O jornalista Alexandre Inagaki, do sempre ótimo blog Pensar Enlouquece, Pense Nisso, teve a iniciativa de relembrar os acontecimentos ocorridos a partir do Dias das Mães de 2006: o ataque coordenado pelo Primeiro Comando da Capital no Estado de São Paulo.
Três anos é o prazo após o qual cadáveres que estão em sepulturas individuais vão para covas coletivas, conforme procedimento padrão adotado nos cemitérios públicos de São Paulo. Arual Martins, promotor criminal que trabalha na zona Sul da capital, região que concentrou o maior número de casos no já distante mês de maio de 2006, declarou: “Qualquer apuração criminal, o tempo vai apagando e deixando tudo muito longe. À medida em que o tempo vai passando, tudo vai sumindo. A memória se perde.” [Alexandre Inagaki in Há 3 anos]
Este é o tipo de coisa que não podemos esquecer, nem tanto pelo mero aspecto criminoso da ação mas, principalmente, porque deveria ter sido um chamado à realidade para a sociedade isolada na fantasia de segurança proporcionada pelos sistemas de segurança particular.
Ah, mas você mora em Pedra Lascada, Titia Batata, que risco havia então?
Bem, para começar, a cidade é cortada pela via expressa que é caminho entre SP/Capital e as prisões de segurança máxima a oeste do Estado. Tanto minha casa quanto o local de trabalho ficam a uma quadra desta via expressa. Eu saía do trabalho e tinha de esperar os carros de transporte de presos liberarem o trajeto, quando as autoridades transferiam os líderes de facção de um local para outro na tentativa de cortar a comunicação entre eles e enfraquecer o movimento.
Durantes quase três meses, as ruas em frente e atrás da minha casa ficaram bloqueadas por tambores porque eram o local de alvos de ataque: o fórum e a delegacia de Polícia Civil. Eu planejava meus horários para não coincidir com os da então Juíza de Direito daqui, que só chegava e saía escoltada pelos policiais militares.

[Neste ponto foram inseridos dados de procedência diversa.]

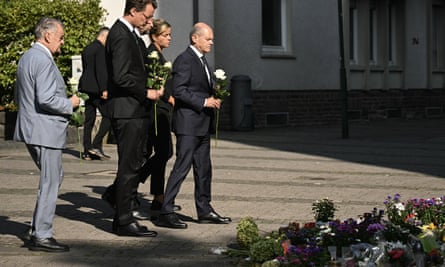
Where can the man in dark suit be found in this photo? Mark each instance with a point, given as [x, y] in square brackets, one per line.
[94, 83]
[129, 107]
[192, 124]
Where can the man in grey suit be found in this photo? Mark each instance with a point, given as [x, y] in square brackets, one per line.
[42, 121]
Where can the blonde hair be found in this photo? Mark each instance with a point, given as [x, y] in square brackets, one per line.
[159, 26]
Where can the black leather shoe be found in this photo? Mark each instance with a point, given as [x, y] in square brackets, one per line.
[47, 244]
[109, 196]
[134, 229]
[156, 206]
[98, 152]
[170, 221]
[140, 215]
[213, 217]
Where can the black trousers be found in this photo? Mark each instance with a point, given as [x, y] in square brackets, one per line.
[162, 146]
[130, 136]
[93, 103]
[191, 151]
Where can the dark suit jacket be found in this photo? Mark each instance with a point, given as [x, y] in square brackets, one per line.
[94, 71]
[126, 74]
[190, 89]
[163, 104]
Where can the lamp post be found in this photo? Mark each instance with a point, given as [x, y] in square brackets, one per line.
[343, 80]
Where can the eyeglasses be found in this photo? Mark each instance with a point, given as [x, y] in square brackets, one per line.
[147, 17]
[165, 35]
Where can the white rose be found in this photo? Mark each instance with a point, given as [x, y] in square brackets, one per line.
[168, 65]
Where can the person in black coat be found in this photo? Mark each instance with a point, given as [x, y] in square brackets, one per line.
[128, 105]
[159, 140]
[93, 82]
[193, 118]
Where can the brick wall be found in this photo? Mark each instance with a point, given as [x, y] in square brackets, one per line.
[323, 107]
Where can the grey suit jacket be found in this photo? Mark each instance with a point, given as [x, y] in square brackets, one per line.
[44, 108]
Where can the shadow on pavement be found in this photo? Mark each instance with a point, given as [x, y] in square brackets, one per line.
[416, 146]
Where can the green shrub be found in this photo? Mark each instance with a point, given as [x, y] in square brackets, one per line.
[247, 232]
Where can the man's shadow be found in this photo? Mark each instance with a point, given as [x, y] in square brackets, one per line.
[87, 209]
[96, 211]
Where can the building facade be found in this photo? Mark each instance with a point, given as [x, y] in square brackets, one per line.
[290, 52]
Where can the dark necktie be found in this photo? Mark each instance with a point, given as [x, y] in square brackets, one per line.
[206, 68]
[138, 43]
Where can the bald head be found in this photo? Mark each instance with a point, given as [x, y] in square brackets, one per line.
[201, 37]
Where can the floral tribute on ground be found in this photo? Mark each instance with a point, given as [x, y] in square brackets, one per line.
[404, 234]
[220, 92]
[158, 74]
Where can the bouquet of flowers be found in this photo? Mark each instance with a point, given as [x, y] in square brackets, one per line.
[398, 254]
[158, 74]
[220, 92]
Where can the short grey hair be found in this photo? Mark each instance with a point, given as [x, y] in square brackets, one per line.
[46, 25]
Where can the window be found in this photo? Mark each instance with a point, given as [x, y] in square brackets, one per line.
[395, 26]
[276, 33]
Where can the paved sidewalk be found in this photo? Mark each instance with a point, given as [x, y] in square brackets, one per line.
[272, 175]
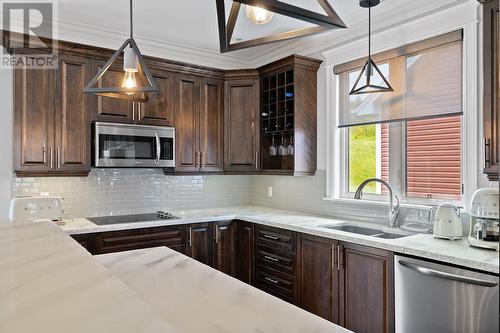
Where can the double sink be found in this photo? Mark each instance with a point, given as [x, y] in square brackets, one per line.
[363, 231]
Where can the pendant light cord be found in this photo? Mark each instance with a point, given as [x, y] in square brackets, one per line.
[369, 31]
[131, 22]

Durante a fase mais grave da crise, os funcionários da CPFL foram recolhidos por ordem da matriz: não importa o problema que fosse, ninguém sairia para a rua. Ao ligar para o atendimento da empresa, o cliente seria informado que teria de aguardar até que fosse seguro para o funcionário deslocar-se até o local.
Imagino que muita gente deve ter compreendido a situação, mas o que me ficou gravado na memória dessa época foi uma pessoa que não entendeu o risco a que expôs um funcionário ao enviá-lo para o presídio em Marília, a menos de 20km, para resolver um problema de conexão com a Internet durante o período mais crítico dos atentados, ou seja, enquanto os presos estavam rebelados.
Essa falta de consideração com a segurança de uma pessoa tanto por parte do colega de empresa que o enviou até lá, quanto por parte do cliente que exigiu a prestação do serviço, me deixaram lívida por implicarem um egoísmo tão profundo que nem foi percebido por eles.
De certa forma, é essa mesma incapacidade de se colocar no lugar do outro, essa filosofia do “farinha pouca, meu pirão primeiro”, que foi posta à prova há três anos. Algumas pessoas aprenderam, tenho fé, mas outras não. É por isso que não podemos esquecer e nem nos acostumar.